Stephen Seifert (born September 29, 1973) is an American folk musician and virtuoso Appalachian dulcimer player.

Seifert is internationally known and is a concert headlining performer. He was adjunct instructor of Mountain Dulcimer at Vanderbilt's Blair School of Music from 1997 to 2001. He has been a dulcimer soloist with Orchestra Nashville since 1996. He was featured on their concerto for mountain dulcimer and string orchestra with Connie Ellisor and David Schnaufer (Warner Classical recording, Blackberry Winter). Seifert has also performed this piece with the Charlotte Symphony Orchestra, the Tucson Symphony Orchestra, the Montpellier Chamber Orchestra, and the Adrian Symphony Orchestra. He has been called "...the world's leading dulcimer soloist..."

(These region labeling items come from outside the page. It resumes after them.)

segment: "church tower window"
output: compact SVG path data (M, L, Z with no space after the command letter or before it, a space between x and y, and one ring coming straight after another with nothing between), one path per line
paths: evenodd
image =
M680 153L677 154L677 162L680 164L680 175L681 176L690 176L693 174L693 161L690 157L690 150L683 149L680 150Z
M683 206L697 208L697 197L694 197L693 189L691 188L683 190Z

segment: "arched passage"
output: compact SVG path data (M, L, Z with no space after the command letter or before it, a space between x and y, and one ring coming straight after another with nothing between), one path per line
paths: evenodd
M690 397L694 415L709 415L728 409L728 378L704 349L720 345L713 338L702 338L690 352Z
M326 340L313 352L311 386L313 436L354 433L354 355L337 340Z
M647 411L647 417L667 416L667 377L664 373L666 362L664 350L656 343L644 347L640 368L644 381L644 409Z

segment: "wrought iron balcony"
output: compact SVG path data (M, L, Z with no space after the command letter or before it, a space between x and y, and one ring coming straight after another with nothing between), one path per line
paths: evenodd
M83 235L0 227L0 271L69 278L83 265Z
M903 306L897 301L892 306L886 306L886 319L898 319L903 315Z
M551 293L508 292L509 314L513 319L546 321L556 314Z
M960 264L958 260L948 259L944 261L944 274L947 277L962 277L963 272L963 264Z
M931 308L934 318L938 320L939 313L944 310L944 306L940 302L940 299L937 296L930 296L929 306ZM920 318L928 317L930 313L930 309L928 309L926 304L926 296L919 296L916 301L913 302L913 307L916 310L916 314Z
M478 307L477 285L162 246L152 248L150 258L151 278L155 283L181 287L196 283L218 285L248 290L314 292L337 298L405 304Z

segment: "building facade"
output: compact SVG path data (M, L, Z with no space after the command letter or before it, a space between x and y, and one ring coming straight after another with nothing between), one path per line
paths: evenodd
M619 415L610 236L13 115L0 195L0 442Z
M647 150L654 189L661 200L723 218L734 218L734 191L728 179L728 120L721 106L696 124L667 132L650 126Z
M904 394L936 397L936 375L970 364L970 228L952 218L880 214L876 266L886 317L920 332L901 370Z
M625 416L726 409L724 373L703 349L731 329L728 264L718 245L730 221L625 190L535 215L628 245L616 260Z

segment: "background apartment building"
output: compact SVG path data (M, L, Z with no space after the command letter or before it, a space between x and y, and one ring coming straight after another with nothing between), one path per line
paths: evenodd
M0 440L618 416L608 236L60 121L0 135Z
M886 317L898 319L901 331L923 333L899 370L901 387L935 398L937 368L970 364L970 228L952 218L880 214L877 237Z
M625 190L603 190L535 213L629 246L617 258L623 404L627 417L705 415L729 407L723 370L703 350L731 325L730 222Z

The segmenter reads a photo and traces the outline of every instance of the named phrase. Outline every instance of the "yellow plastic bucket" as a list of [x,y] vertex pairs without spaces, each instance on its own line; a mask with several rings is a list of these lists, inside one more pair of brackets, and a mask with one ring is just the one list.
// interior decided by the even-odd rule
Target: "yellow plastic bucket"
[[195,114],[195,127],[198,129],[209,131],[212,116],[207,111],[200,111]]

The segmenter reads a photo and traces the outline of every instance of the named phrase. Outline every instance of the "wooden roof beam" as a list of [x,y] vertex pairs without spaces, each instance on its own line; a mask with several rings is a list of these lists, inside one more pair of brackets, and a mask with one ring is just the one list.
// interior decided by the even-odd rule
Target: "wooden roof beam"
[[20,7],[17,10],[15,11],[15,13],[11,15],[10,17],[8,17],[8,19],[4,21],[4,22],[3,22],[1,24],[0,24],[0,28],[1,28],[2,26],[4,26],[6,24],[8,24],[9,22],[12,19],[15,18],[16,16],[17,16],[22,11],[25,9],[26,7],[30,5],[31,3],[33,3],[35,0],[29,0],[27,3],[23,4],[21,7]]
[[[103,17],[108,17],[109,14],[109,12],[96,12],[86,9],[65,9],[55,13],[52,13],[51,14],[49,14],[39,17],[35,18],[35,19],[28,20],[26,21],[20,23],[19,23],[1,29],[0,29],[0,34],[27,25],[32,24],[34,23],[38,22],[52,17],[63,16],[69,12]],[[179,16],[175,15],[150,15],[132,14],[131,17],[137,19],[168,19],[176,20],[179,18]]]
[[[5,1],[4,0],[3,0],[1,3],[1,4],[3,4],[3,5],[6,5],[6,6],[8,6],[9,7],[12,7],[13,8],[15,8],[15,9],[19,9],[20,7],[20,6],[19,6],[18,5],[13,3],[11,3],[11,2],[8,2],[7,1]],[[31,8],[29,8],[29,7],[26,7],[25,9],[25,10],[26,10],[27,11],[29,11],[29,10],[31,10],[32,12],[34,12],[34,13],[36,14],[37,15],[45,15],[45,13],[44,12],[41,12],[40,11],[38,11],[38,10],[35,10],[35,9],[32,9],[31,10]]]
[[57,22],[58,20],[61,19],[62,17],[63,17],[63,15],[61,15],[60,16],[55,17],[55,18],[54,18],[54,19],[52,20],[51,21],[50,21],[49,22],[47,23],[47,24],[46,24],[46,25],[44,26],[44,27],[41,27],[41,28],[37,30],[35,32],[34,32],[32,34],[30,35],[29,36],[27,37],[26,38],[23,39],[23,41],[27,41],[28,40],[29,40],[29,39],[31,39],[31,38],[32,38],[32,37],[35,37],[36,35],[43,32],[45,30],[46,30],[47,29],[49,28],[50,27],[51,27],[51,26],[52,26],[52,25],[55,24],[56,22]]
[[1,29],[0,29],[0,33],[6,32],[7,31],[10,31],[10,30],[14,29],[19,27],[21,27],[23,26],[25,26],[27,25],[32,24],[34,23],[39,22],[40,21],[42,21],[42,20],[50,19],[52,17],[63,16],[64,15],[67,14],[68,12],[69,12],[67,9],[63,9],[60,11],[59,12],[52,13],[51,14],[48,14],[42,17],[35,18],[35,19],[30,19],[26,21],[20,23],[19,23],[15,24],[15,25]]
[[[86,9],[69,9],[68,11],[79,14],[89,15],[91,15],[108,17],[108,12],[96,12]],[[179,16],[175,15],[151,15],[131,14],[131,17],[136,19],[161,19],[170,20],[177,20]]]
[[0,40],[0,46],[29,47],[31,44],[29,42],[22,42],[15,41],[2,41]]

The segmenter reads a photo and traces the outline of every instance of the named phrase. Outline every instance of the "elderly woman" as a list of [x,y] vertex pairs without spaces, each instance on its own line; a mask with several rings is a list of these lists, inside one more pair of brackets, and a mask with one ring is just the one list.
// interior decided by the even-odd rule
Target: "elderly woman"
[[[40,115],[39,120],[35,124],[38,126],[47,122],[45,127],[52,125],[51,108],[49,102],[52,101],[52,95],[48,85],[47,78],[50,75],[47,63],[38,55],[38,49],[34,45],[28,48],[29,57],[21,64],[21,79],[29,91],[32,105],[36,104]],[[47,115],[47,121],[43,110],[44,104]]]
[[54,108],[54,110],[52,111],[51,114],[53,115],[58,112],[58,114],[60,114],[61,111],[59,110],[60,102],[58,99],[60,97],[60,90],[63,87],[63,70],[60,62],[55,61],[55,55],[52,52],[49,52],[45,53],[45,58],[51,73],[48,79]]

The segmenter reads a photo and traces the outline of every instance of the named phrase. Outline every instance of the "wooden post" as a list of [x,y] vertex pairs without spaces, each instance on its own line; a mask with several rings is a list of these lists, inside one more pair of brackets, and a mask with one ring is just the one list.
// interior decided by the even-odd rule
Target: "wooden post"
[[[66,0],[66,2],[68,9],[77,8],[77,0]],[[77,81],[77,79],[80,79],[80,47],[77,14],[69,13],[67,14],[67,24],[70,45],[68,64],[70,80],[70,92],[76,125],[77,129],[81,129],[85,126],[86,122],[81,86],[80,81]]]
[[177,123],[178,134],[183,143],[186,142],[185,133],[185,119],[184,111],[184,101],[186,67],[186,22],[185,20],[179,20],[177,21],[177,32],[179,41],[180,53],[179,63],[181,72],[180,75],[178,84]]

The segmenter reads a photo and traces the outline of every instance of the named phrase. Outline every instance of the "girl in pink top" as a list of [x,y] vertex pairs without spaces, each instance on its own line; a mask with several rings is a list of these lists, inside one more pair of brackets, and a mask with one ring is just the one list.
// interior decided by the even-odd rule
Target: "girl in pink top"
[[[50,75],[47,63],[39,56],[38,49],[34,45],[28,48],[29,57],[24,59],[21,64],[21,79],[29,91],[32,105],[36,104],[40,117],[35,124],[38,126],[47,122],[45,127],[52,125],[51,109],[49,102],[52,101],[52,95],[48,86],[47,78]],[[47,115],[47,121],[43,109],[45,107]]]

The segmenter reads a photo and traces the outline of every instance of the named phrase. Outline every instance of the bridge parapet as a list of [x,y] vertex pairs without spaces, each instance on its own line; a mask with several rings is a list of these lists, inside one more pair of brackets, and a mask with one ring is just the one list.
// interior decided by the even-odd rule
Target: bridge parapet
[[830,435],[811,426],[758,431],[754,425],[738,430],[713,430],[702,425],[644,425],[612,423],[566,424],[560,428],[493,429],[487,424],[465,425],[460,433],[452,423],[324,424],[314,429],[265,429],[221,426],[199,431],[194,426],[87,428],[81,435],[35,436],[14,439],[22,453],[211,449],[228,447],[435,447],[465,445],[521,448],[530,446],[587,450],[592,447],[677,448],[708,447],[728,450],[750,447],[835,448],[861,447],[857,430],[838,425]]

Seifert has released many educational DVDs and videos on the subject of dulcimer playing. He gives numerous dulcimer workshops in the US every year. He also served as an instructor at the John C. Campbell Folk School.

In 2020, he became a founding member of "The Steve Seifert Project," a virtual music group composed of members who are all named, "Steve Seifert" including the Albuquerque saxophonist, Steve Seifert and the Los Angeles bassist, Steve Seifert.